Host bastion.corpext
HostName 2.3.4.5
User myuser
Host box2.internal.corplan
ProxyCommand ssh bastion.corpext nc 10.0.1.102 22
Host box3.internal.corplan
ProxyCommand ssh bastion.corpext nc 10.0.1.103 22
Finally, I used nc (netcat) to illustrate the example, but it turns out that the ssh command has the functionality built in (as -W), removing the need to have netcat installed (-T tells it not to allocate a pty):
Host box2.internal.corplan
ProxyCommand ssh user@2.3.4.5 -T -W 10.0.1.10:22
The beauty of setting up key-based SSH and configuring your hosts in your ssh client config file is that then commands such as:
rsync -avP ./localdirectory/ otherhost:/path/to/dest/
..will “just work”, even if the machine is behind a bastion host, or needs a special SSH port, or a different username, or even if it’s accessed via tor. You no longer need to think about the specifics of each ssh host (other than the hostname), it just lives in your config file.
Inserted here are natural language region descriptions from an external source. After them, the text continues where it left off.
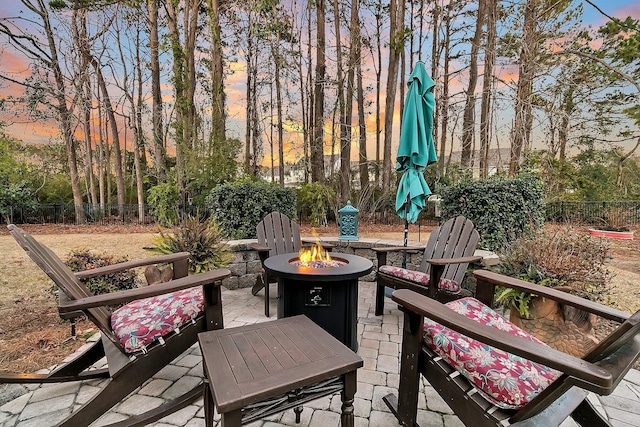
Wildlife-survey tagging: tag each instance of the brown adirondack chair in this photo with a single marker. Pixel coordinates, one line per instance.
(277, 234)
(131, 361)
(425, 352)
(449, 251)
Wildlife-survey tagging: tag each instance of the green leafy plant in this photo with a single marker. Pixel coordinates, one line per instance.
(313, 203)
(202, 239)
(239, 206)
(164, 199)
(555, 257)
(84, 259)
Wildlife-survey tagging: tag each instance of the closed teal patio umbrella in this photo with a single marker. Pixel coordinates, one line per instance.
(416, 149)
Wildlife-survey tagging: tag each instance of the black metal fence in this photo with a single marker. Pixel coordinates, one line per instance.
(613, 214)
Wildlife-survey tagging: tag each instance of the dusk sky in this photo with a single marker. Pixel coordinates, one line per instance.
(23, 128)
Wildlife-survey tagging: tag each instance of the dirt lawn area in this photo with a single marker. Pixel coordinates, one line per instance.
(33, 337)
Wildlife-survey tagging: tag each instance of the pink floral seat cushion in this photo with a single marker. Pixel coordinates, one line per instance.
(506, 380)
(142, 322)
(419, 277)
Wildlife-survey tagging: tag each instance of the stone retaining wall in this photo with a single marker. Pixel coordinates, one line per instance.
(245, 264)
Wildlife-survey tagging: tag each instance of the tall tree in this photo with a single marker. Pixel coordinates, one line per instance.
(468, 122)
(526, 72)
(218, 98)
(45, 56)
(158, 146)
(317, 145)
(396, 45)
(487, 84)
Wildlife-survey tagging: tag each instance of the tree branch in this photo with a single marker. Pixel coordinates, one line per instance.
(605, 64)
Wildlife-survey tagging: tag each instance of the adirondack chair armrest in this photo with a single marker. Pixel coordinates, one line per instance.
(410, 249)
(259, 248)
(145, 292)
(180, 257)
(382, 251)
(447, 261)
(486, 281)
(585, 375)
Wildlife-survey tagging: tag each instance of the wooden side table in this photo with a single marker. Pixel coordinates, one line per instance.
(258, 370)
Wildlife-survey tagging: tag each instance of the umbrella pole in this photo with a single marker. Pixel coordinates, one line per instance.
(406, 232)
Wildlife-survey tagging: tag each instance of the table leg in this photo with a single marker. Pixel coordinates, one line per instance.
(348, 393)
(232, 419)
(209, 411)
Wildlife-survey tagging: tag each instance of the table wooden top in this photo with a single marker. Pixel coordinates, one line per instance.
(247, 364)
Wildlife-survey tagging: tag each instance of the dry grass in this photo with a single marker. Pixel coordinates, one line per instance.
(33, 337)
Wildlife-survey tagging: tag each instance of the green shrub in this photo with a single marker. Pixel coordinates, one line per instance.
(84, 259)
(313, 203)
(502, 209)
(560, 257)
(239, 206)
(202, 239)
(164, 200)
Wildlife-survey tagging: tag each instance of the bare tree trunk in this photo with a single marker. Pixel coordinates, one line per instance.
(468, 122)
(102, 173)
(278, 64)
(317, 148)
(158, 149)
(179, 90)
(378, 88)
(435, 55)
(622, 159)
(218, 99)
(522, 121)
(567, 108)
(343, 101)
(487, 85)
(115, 141)
(355, 65)
(46, 52)
(444, 98)
(396, 45)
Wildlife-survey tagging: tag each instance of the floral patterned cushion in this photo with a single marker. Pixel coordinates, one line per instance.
(421, 278)
(145, 321)
(506, 380)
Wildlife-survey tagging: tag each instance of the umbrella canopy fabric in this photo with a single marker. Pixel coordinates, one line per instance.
(416, 149)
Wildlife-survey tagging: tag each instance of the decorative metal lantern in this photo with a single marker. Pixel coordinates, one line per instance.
(348, 222)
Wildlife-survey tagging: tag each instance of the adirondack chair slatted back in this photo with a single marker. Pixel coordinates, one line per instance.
(279, 233)
(62, 276)
(456, 238)
(623, 335)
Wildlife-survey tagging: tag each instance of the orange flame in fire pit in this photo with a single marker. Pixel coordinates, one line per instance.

This also allows you to use the ssh/scp support in your local editor (vim does this, for example) to edit files on remote machines (in a local editor without keyboard lag) that might be a pain in the ass to ssh into due to being behind firewalls or bastion hosts, or on weird ports. Put the specifics in the config file, then it’s as simple as vim scp://internalbox1.example.com//etc/samba/smb.conf (two slashes between hostname and absolute path for vim’s scp support, mind you).
SSH: Easy Access With Tor
I like to install tor on boxes I administrate, and set up a hidden service running on them for ssh, because then I can ssh into them (albeit slowly) even if they have all inbound ports firewalled, or are behind NAT, or whatever—no port forwarding required.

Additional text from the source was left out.